西施咏
唐·王维
艳色天下重,西施宁久夸。
朝为越溪女,暮作吴宫娃。
贱日岂殊众,贵来方悟差。
邀宠乱其君,问谁能为持。
此诗的前四句,巧妙地运用了“抑”与“扬”的艺术手法,在鲜明的对比中表露出诗人对“宠辱无常”者的嘲讽。

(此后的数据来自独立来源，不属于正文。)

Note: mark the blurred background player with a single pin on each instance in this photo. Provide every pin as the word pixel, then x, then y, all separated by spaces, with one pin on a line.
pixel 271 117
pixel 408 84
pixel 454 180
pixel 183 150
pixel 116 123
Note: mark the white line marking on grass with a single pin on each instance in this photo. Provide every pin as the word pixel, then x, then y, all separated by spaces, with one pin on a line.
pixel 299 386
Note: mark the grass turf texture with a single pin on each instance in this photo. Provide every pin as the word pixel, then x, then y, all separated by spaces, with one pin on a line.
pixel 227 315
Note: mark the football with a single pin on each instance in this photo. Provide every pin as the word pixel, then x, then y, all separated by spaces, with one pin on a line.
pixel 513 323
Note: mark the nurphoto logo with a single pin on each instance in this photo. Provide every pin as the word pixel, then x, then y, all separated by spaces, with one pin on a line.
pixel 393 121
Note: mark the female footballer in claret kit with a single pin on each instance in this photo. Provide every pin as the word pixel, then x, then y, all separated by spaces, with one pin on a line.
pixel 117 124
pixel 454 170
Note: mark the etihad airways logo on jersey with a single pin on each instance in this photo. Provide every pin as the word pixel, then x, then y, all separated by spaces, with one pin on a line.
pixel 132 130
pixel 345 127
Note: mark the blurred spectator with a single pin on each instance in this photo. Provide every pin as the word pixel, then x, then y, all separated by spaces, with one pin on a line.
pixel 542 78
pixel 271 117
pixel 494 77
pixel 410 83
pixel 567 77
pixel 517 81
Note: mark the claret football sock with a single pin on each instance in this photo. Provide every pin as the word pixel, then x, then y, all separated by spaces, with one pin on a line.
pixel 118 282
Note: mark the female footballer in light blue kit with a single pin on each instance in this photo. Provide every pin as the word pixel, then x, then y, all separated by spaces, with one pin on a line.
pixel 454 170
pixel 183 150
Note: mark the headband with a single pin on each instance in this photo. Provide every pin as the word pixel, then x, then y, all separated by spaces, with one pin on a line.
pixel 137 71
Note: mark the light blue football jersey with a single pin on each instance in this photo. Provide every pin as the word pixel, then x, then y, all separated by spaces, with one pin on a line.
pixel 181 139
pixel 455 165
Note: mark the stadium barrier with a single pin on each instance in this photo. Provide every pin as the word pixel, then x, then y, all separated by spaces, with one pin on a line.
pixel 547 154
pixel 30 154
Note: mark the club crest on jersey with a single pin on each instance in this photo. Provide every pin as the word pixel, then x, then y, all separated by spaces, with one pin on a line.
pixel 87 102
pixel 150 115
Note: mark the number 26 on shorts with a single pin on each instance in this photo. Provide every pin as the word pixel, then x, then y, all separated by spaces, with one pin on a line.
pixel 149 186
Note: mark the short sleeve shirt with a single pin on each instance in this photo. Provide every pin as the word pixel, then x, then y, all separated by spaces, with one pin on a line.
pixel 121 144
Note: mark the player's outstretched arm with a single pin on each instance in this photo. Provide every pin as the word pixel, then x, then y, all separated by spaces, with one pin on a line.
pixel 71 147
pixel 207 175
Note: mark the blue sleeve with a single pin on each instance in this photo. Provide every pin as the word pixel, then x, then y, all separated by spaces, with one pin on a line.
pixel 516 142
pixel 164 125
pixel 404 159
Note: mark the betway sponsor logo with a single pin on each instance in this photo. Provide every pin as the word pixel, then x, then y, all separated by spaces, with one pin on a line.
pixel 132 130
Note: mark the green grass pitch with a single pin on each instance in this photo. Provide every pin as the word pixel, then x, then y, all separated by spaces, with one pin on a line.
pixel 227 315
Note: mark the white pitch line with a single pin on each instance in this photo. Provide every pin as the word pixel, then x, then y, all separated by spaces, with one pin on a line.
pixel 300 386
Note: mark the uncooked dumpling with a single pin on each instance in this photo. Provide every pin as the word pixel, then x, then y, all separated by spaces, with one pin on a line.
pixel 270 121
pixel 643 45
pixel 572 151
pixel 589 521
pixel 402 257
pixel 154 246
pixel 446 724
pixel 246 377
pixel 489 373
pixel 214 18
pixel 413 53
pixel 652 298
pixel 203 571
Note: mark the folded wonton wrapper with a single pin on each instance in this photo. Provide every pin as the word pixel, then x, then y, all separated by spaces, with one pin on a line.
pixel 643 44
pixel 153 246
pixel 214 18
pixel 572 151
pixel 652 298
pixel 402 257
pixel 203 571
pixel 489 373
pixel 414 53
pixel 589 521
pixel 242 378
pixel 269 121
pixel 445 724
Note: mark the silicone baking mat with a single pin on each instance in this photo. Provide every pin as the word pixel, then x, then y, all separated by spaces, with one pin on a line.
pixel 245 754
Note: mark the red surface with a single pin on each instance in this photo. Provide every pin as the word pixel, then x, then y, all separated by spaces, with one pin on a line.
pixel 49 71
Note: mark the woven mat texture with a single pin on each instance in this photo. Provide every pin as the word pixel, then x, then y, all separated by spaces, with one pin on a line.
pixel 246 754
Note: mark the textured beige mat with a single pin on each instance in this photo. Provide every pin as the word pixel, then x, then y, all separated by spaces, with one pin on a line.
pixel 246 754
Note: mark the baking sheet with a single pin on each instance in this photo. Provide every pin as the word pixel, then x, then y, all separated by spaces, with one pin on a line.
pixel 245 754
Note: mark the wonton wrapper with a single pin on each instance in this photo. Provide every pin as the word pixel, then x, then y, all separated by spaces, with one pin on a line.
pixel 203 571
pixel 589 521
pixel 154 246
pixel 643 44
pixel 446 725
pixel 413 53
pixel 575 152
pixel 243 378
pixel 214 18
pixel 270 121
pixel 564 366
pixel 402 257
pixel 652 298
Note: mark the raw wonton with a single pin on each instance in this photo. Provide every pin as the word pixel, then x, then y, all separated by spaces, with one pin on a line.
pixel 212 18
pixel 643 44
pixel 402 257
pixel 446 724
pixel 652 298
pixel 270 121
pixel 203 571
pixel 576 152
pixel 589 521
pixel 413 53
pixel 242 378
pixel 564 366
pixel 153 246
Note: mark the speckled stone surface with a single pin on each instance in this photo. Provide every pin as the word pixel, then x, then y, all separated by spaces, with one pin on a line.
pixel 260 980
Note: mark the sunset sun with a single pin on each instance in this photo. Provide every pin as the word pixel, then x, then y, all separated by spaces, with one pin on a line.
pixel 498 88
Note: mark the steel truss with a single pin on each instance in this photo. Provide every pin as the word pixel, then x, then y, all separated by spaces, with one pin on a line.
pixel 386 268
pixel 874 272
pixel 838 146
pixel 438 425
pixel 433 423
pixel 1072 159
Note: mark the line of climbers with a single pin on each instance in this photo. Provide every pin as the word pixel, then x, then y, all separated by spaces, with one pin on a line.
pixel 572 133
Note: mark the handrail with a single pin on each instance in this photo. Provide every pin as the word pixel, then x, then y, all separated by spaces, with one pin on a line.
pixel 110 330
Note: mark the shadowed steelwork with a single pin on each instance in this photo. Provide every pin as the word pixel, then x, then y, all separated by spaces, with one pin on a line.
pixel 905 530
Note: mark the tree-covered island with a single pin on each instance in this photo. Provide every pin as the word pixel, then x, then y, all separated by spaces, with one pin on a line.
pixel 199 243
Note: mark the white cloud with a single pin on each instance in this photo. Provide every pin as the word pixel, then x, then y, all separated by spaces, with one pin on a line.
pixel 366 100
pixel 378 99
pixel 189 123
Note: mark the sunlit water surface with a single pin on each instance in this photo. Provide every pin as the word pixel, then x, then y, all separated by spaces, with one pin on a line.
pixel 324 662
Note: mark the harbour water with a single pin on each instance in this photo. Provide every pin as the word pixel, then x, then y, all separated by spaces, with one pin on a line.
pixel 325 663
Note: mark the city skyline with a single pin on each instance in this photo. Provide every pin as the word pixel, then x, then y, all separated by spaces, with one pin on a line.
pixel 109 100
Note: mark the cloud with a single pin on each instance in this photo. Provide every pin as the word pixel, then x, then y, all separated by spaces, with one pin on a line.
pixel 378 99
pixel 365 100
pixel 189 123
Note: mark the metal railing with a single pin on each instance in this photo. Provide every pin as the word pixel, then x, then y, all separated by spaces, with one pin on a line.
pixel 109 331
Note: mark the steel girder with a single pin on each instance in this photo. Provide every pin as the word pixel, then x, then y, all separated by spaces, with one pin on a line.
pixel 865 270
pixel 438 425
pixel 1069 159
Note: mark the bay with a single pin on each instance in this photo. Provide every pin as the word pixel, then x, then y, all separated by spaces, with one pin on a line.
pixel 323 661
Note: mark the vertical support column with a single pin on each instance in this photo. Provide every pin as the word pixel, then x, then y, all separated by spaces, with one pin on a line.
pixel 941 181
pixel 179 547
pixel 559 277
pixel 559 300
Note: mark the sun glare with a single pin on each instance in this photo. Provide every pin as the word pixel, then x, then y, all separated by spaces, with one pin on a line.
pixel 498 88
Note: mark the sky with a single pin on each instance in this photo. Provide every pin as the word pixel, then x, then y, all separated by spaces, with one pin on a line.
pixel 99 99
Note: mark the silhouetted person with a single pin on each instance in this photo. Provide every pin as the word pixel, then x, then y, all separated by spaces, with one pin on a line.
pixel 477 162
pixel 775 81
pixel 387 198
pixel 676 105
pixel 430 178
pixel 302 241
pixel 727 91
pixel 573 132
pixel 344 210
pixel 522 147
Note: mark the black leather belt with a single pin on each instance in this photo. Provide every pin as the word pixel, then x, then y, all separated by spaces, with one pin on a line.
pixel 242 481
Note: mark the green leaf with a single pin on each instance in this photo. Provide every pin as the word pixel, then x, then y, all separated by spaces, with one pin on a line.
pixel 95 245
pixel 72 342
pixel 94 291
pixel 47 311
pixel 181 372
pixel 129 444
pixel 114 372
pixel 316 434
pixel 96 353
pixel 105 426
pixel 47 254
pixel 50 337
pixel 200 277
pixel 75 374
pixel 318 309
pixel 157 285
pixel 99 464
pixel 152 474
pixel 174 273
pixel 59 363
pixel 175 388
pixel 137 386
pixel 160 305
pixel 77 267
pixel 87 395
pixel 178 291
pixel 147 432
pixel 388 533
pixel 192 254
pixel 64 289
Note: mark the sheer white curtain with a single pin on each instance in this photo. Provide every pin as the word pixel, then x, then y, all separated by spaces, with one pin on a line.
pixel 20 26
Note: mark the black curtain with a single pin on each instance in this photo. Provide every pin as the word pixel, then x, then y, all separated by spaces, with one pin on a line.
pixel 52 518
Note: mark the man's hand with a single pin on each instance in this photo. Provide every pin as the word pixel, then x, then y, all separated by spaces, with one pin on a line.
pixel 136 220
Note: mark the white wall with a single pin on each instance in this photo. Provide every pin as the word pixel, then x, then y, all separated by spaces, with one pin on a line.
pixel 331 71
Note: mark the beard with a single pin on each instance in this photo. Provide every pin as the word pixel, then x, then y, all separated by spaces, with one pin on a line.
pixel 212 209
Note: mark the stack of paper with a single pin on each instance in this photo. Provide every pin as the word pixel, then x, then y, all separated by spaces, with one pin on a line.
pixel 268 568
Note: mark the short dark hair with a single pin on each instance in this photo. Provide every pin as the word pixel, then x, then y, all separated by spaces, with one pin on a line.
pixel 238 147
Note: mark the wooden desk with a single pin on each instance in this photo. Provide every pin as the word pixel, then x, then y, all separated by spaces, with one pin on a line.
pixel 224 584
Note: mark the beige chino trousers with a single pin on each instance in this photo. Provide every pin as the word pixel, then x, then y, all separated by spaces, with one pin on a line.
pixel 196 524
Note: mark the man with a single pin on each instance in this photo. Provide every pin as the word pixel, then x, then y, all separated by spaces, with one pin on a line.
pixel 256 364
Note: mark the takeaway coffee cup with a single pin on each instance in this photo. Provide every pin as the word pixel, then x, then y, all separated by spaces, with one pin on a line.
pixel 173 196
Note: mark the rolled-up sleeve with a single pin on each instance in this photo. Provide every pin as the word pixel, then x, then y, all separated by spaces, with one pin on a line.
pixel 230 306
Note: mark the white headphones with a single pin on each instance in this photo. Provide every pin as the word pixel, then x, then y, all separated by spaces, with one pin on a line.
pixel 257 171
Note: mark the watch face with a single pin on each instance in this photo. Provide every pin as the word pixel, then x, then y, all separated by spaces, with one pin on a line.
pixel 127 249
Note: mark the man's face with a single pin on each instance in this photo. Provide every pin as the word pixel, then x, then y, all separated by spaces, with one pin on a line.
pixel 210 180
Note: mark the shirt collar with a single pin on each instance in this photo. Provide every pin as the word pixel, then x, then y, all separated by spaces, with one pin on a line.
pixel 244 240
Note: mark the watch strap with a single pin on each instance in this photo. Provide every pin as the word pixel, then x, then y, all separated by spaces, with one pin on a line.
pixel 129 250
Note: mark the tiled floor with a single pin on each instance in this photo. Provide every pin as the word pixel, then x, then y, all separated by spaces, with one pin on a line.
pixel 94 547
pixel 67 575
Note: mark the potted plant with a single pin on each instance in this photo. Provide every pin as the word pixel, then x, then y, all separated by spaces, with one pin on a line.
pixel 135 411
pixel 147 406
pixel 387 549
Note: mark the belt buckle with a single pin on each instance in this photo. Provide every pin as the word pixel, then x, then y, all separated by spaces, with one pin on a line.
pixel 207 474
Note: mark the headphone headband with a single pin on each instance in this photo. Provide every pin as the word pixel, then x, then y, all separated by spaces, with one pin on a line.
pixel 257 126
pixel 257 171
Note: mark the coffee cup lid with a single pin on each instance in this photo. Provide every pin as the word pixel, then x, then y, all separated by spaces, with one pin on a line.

西施,名夷光,春秋时越国人,居浣纱溪滨,溪名若耶,又名“浣纱溪”。她天生丽质,为当时之绝色,与越国另一郑旦,同被选入越王宫。越王勾践拟献西施于吴王夫差,瓦解其君臣之关系,遂与范蠡设计,将西施献于吴王。吴王大悦,建馆娃宫,宠之专房。后人据此传说,创造出许多篇章,咏叹西施的色艺给吴国带来的“灾难”。
“艳色天下重,西施宁久夸”,诗人开篇便申明艳色重于天下的观点,并接以反问,“西施宁久夸”,意谓像西施那样的“艳色”不可能久保其美名,这是诗人有“感”而“发”。在“感”与“发”之间,诗人巧妙地运用了“朝为越溪女,暮作吴宫娃”的典故。这一“典故”的运用,包含两方面的内容:越溪女、吴宫娃,两者地位悬殊,悬殊的原因,则是由于宠辱无常,转瞬间便“朝”成“越溪女”,“暮”作“吴宫娃”。诗人借“宠辱无常”的“朝”与“暮”的变化,以“抑”扬“扬”的手法,揭示了拥有“艳色”的“西施”的“宠荣”具有“朝”与“暮”的“无常”性,与那些“臭腐”而“窃时”得“一刻”之“荣”的“众女”没什么两样。
“贱日岂殊众,贵来方悟差”,紧承“朝”与“暮”的变化,诗人顺势点明“贵”与“贱”的悬殊,并接以反问:“贵”与“贱”的差别谁能“悟”呢?在“贱”时,她“岂殊众”,即西施在未得宠之前,其众女之“贱”与她是没什么差别的;在“贵”时,她“方悟差”,即西施在得宠之后,才觉悟到“贵”与“贱”的差别。这里的“悟”字,包含对“贵贱”的“惊悟”,对“众女”的“幡然”,对人生荣辱的“感叹”。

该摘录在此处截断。